Every year, the hype surrounding Halloween seems to get bigger and bigger, but in many Mexican cultures, one of the season’s liveliest celebrations falls on November 1 and 2. Día de los Muertos, or Day of the Dead, blends indigenous and Catholic influences, with the most traditional celebrations taking place in cemeteries in central Mexico. There, families gather at gravestones to honor deceased loved ones, but the tradition has become more popular in the U.S. as well, especially in places with thriving Latin American populations.
At the heart of the celebrations are ofrendas – altars or offerings of food, drink, and alcohol – which are believed to guide the spirits of the deceased back to Earth to spend time with their family and loved ones. Día de Los Muertos celebrations also include processions, musical performances, and tons of great, skeleton- and skull-inspired art – and, a refreshing break from the over-the-top commercialism of Halloween. What’s more, they’re almost always free, too. Here, five great places to get into the spirit of the Day of the Dead.
A free, four-day fete begins in NYC on Oct. 31 and runs through Nov. 3 at St. Mark’s Church in the Bowery. Run by nonprofit Mano a Mano, anyone is welcome to join in the festivities, which include workshops for altar-building, paper flower making, bread baking, and poetry writing. Attendees are also encouraged to bring photos, candles, and flowers to adorn the public altar in honor of their loved ones. Or just drop in and enjoy the lively celebration, which also includes a dance procession and live music performances.
Since the 1970s, San Francisco’s lively Mission neighborhood has been home to dozens of touching and artistic tributes to lost ones – twinkling candles set against a wall of peace signs, collections of framed photos, elaborate skeleton-themed décor – during the Day of the Dead. Today, a more raucous party vibe pervades, with a procession that winds up Mission St (the full route is detailed here), trailing hundreds of spectators with skull-painted faces; but at its heart, the festival remains a spirited, family-friendly outing.
Another kid-friendly option on Nov. 2 is the Dia de los Muertos community concert by the San Francisco Symphony, featuring Latin-themed music, displays, and activities.
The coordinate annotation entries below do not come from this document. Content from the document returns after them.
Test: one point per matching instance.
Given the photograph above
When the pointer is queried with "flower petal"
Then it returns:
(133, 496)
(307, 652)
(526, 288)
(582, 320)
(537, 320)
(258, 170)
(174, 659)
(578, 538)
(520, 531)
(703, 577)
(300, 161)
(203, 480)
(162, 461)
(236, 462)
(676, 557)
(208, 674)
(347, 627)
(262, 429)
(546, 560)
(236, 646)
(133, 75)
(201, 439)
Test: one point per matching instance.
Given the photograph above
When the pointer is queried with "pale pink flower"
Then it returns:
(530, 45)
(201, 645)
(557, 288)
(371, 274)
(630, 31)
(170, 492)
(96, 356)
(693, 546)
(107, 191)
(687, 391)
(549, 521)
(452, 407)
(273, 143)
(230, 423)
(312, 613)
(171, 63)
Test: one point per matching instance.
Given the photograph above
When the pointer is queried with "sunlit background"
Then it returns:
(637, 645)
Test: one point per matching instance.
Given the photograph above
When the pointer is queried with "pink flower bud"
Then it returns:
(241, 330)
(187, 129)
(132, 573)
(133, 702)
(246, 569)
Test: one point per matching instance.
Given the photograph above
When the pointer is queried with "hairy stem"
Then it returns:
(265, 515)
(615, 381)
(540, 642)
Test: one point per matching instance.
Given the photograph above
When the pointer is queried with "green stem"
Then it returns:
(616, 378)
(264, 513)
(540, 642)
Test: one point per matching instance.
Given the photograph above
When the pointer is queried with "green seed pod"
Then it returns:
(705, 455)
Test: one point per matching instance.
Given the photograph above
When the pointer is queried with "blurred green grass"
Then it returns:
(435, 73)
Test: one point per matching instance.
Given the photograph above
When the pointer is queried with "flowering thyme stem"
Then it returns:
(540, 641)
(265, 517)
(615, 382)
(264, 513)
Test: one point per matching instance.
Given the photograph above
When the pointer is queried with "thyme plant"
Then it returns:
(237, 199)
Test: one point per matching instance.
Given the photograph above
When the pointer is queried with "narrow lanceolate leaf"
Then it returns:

Tickets start around $38, but children under 17 are free.
Now in its fourth year, the lively, free Day of the Dead Florida is expected to be its biggest yet, with a new downtown location in Fort Lauderdale and anticipated crowds of about 10,000. The action-packed schedule includes mariachi musicians, tons of skull-inspired art, live bands (like the one pictured above), and, new this year, interactive Mexican wrestlers, re-enactments of Frida Kahlo’s paintings, and an exhibition of body art. Other highlights include a processional that winds down the Riverwalk, ofrendas throughout the city, and an “I’m Not Dead Yet” after party that runs into the wee hours.
Old Town, a charming neighborhood in San Diego, comes to life on Nov. 1-2 with Dia de Los Muertos: two days of fun, family-friendly (and mostly free) activities such as face-painting, skull-decorating, and live music. Shops and museums set up 50 festive altars, many dedicated to key historical figures in San Diego history, and local restaurants also offer food and drink specials. On Nov. 2, a candlelight procession (which is open to the public) winds through town at dusk, ending at El Campo Santo cemetery.
The artistic enclave of Oaxaca, Mexico is home to one of the country’s most vibrant Día de Los Muertos celebrations, with colorful marketplaces, vigils at cemeteries, and carnival-like processions called comparsas. For a truly authentic experience, consider heading to Xoxocotlan Cemetery, just outside of town, where on Oct. 31 many local families begin nightly vigils sitting beside the tombs of loved ones, waiting for their return. Or simply stroll the streets of town, which are packed with ofrendas.